Estabelecido isso, eu detesto o primeiro-damismo importado dos Estados Unidos, onde esse papel da esposa do presidente, ou quem esteja em seu lugar (*filha, irmã, cunhada*), é visto como fundamental para o exercício da gestão do sujeito que efetivamente foi eleito.  Apesar de não ser um cargo eletivo, a primeira-dama é objeto de curiosidade e crítica.  Ela deve estar sempre sorridente ao lado do marido.  Ela deve cuidar das recepções e manter-se elegante.  Ela deve se dedicar a causas sociais sem parecer interferir no que acontece na Ala Oeste (West Wing) da Casa Branca, que é onde as coisas sérias são decididas.  Se ela tiver uma carreira, deve esquecê-la, porque seu trabalho é promover a imagem do marido.  Eleanor Roosevelt, Hillary Clinton e Michelle Obama foram criticadas por fazerem demais, por não aceitarem ficar na caixinha que lhes fora destinada.

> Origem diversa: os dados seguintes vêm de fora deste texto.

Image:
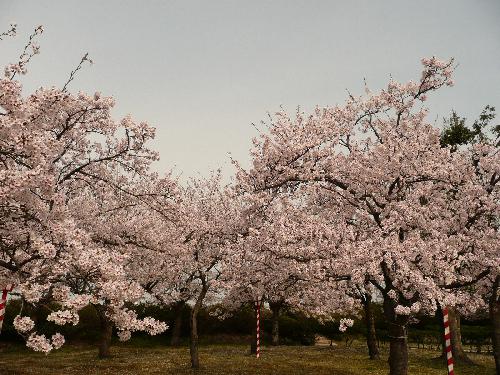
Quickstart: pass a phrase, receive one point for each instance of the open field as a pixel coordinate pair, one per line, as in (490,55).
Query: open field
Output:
(222,359)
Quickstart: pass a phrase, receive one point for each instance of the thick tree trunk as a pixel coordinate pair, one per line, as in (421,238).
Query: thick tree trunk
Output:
(276,309)
(193,344)
(253,342)
(459,355)
(177,326)
(105,334)
(398,342)
(494,307)
(371,333)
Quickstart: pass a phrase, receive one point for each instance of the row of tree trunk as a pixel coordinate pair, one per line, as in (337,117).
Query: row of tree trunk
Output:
(397,330)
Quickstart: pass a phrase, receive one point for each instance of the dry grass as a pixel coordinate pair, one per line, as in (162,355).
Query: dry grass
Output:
(221,359)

Michelle Obama fora o machismo, enfrentou ataques racistas, também, o tempo inteiro, mesmo depois de deixar a Casa Branca.  Melania Trump foi criticada por fazer de menos, delegando funções para a enteada, Ivanka Trump, quando ela era a primeira-dama.  

O fato é que primeira-dama não é cargo eletivo, essas mulheres não deveriam ser obrigadas a assumirem funções simplesmente por serem mulheres de alguém, pois não se exige o mesmo dos consortes das poucas mulheres que ocupam cargos de governo.  Aliás, é bom que eles nem apareçam, porque é algo que poderia enfraquecer a imagem pública de suas consortes.  Lembro inclusive da polêmica em torno da foto das primeiras-damas da OTAN de 2017 com a presença, pela primeira vez, de um homem, o marido do primeiro-ministro de Luxemburgo.  Pela primeira vez, uma foto com esposas de homens de estado incomodou muito, porque expôs que o primeiro-damismo poderia sair do esperado e promover valores fora do modelo tradicional de família.

Agora, e se a primeira-dama quer sair da caixinha esperada, ou seu marido quer que ela saia?  Na França, Macron foi duramente rechaçado ao tentar promover o primeiro-damismo ao estilo norte-americano no país.  No Brasil, há uma tradição, desde Getúlio Vargas e a criação da LBA (Legião Brasileira de Assistência), de que as esposas de presidente se dediquem às causas sociais, leia-se, à promoção do bem estar das crianças, das mães e sem entrar em querelas sobre os papéis que as mulheres devem exercer na sociedade.  A função da mulher, assim, no singular e de forma universal, é cuidar.  Marcela Temer, que era discreta e foi cantada, sem que lhe deixassem falar, como "bela, recatada e do lar", foi obrigada a assumir esse tipo de função para dar uma face mais humana a um governo golpista e que confiscava direitos sociais.  Não deu certo e foi o único momento em que a critiquei, porque foi somente no lançamento da tal campanha que a deixaram falar, ou que ele emprestou sua voz e corpo para uma personagem criada por outros.  Nunca saberemos.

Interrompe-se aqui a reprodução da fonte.